Basic clinical data and outcomes of the patients were demonstrated in Table 1. Compared with non-AKI patients, the patients with AKI were elder and had a significantly higher rate of complications, including hypertension (HTN), diabetes mellitus (DM), chronic kidney disease (CKD), coronary artery disease (CAD), chronic heart failure (CHF), stoke, and chronic liver disease. Sepsis was significantly associated with AKI, with an occurrence rate of 33.1%. The thyroid hormones concentration was significantly lower in the AKI group than in the non-AKI group, and patients in AKI group tended to be complicated with low T3 syndrome.

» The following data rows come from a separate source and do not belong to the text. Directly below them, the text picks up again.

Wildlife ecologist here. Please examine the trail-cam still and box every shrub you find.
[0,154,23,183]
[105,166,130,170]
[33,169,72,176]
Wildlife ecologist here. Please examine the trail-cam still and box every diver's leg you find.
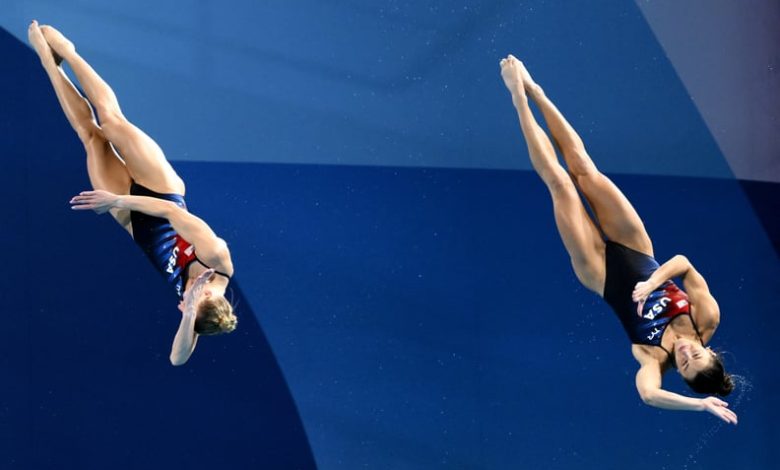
[501,59,605,295]
[27,22,131,230]
[518,61,653,256]
[41,26,185,195]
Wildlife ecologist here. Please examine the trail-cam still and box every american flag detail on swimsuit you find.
[634,281,690,346]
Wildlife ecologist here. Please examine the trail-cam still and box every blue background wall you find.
[0,1,780,469]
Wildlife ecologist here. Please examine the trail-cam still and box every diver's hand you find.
[184,269,214,314]
[631,279,656,317]
[70,189,120,214]
[701,397,737,424]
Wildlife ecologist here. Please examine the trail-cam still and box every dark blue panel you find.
[178,163,780,469]
[740,180,780,254]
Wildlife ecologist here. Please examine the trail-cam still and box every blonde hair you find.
[195,296,238,335]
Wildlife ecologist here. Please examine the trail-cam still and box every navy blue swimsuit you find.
[604,240,701,353]
[130,182,229,299]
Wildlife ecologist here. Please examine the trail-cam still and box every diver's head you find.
[674,338,734,397]
[195,296,238,335]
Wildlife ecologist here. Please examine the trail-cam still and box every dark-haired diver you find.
[28,21,236,365]
[500,55,737,424]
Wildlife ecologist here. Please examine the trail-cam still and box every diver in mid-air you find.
[28,21,237,365]
[500,55,737,424]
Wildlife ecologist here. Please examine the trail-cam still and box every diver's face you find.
[674,338,715,380]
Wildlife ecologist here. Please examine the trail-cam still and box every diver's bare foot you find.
[27,20,56,67]
[41,25,76,64]
[500,55,525,101]
[507,54,544,98]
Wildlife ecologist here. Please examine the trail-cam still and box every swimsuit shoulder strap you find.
[195,255,230,279]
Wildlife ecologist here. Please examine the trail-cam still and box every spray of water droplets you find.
[683,374,753,470]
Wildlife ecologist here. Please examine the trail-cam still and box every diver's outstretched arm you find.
[634,351,737,424]
[170,269,214,366]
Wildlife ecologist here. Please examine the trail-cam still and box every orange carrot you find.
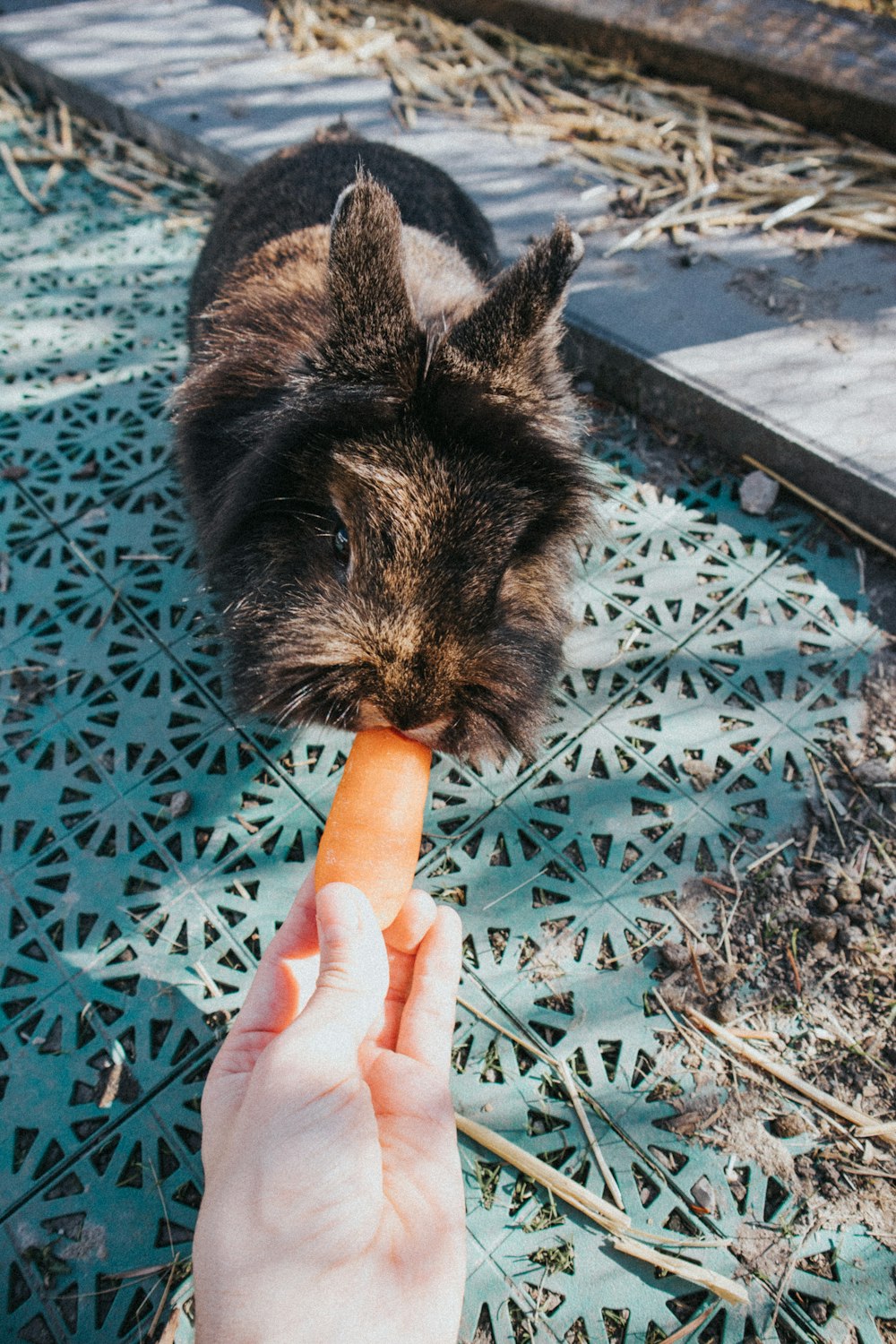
[314,728,433,929]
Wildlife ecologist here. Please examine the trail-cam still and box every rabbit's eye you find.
[333,523,352,564]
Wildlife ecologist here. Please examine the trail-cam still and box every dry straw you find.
[266,0,896,252]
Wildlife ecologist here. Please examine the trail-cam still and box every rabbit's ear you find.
[323,169,423,386]
[446,220,584,381]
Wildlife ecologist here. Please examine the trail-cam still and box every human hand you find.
[194,876,465,1344]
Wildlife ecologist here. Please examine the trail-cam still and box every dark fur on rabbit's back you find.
[175,134,594,760]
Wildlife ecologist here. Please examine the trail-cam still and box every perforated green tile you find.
[0,116,896,1344]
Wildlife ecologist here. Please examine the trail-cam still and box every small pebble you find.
[691,1176,719,1217]
[740,472,778,516]
[807,917,839,943]
[168,789,194,817]
[837,878,863,906]
[659,941,691,970]
[837,927,866,952]
[769,1110,809,1139]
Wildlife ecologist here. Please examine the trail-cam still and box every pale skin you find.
[194,879,465,1344]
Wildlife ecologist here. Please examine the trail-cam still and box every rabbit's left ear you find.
[321,169,423,386]
[442,220,584,382]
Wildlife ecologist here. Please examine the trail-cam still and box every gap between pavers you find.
[0,0,896,545]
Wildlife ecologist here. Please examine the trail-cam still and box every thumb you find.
[298,882,388,1050]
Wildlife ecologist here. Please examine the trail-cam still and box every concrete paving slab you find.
[0,0,896,545]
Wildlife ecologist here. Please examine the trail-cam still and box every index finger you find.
[220,870,318,1067]
[395,906,462,1073]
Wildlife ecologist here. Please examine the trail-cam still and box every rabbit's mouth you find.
[358,701,455,752]
[399,714,455,752]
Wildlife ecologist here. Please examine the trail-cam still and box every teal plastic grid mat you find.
[0,118,896,1344]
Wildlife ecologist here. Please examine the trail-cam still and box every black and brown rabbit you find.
[175,132,595,761]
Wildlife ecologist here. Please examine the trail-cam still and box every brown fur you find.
[176,142,594,758]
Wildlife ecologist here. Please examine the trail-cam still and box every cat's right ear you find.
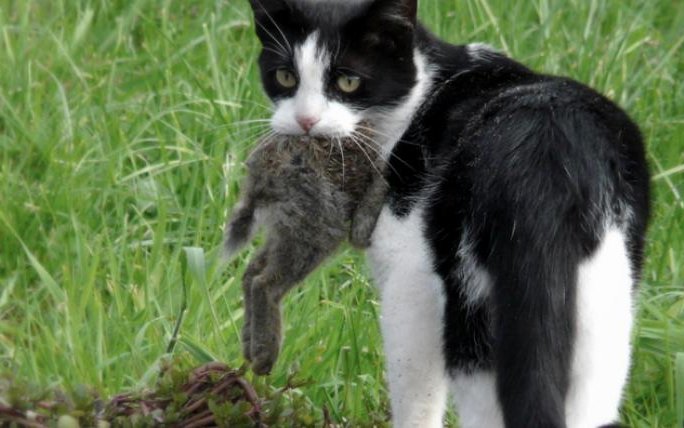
[249,0,289,19]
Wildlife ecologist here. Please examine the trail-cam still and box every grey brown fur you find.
[225,136,387,374]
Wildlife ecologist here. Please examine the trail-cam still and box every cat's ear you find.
[249,0,290,19]
[244,0,302,46]
[369,0,418,26]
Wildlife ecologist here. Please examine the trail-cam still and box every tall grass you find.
[0,0,684,427]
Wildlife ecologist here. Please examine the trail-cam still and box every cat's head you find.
[250,0,421,144]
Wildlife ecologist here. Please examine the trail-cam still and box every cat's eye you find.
[276,68,297,89]
[337,74,361,94]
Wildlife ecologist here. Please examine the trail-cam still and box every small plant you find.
[0,362,333,428]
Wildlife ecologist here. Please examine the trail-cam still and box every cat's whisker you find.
[352,133,399,182]
[357,127,438,178]
[254,2,293,54]
[356,125,420,146]
[334,137,344,183]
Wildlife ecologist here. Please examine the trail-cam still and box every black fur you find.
[389,25,649,427]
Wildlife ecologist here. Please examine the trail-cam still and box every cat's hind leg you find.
[565,228,634,428]
[449,371,504,428]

Emergency patients and medical patients admitted to ICU were predisposed to be complicated with AKI. Patients with AKI showed significantly higher hospital and ICU mortality, and longer hospital and ICU stay.

As indicated in Table 2 showing the bivariate correlation analysis between Cys C and other factors, patients with a higher Cys C concentration were elder and had higher APACHE II score, SCr at admission, baseline SCr, and BUN. Moreover, albumin, and thyroid hormone concentrations, including FT3, TT3, and TT4 were negatively associated with Cys C. The multiple linear regression analysis shown in Table 3 indicated that among the abovementioned thyroid hormones, only FT3 (standardized β = − 0.100, P < 0.001) and TT3 (standardized β = 0.059, P = 0.007) were independently associated with Cys C. In addition, sex (standardized β = − 0.059, P < 0.001), age (standardized β = 0.136, P < 0.001), APACHE II score (standardized β = 0.087, P < 0.001), SCr at admission (standardized β = 0.578, P < 0.001), baseline SCr (standardized β = 0.066, P = 0.004), and BUN at admission (standardized β = 0.166, P < 0.001) were independent factors related to Cys C.

Cys C was significantly higher in the AKI group than the non-AKI group (Table 1). Figure 2 demonstrated the ROC analysis for the diagnostic and predictive ability of Cys C in detecting AKI. The AUCs calculated for Cys C was 0.753, 0.797, and 0.669 in detecting total AKI, established AKI, and later-onset AKI, respectively.

The patients were divided into five quintiles based on FT3 (Table 4), TT3 (Table 5), and FT4 (Additional file 1: Table S1), and AUC-ROC analysis was conducted to evaluate the impact of thyroid hormones on Cys C in detecting AKI. In the stratification of FT3 (Table 4), AUCs for Cys C in detecting total AKI, established AKI, and later-onset AKI was 0.777, 0.786, and 0.667, respectively, in quintile I; 0.740, 0.799, and 0.658, respectively, in quintile II; 0.721, 0.774, and 0.617, respectively, in quintile III; 0.727, 0.751, and 0.694, respectively, in quintile IV; and 0.700, 0.733, and 0.661, respectively, in quintile V. For quintiles of TT3 (Table 5), Cys C demonstrated its diagnostic value as indicated by AUCs of 0.784, 0.738, 0.730, 0.708, and 0.707, respectively, to detect total AKI; 0.804, 0.781, 0.786, 0.706, and 0.757, respectively, to detect established AKI; and 0.651, 0.652, 0.657, 0.690, and 0.670, respectively, to detect later-onset AKI. In summary, despite a tendency of decreasing AUCs across the quintiles by FT3 and TT3 in total and established AKI, no significant difference between AUCs was observed in any two groups for total AKI, established AKI, and later-onset AKI in different stratification of thyroid hormones.

Table 6 shows the subgroup analysis for the impact of low T3 syndrome on detecting AKI using Cys C. The patients were further separated into two categories: 650 with low T3 syndrome (FT3 < 3.8 pmol/L, and FT4 and TSH within or lower than the normal range), and 689 without low T3 syndrome. Compared with non-low T3 syndrome patients, the AUCs of Cys C in patients with low T3 syndrome were higher (0.762 vs 0.725, 0.789 vs 0.784, and 0.669 vs 0.663, respectively) in detecting total AKI, established AKI, and later-onset AKI. Furthermore, the optimal cut-off values of Cys C for AKI detection were markedly different between low T3 syndrome and non-low T3 syndrome patients. However, similar result was observed that AUCs for discrimination ability of AKI detection by Cys C did not differ significantly between groups.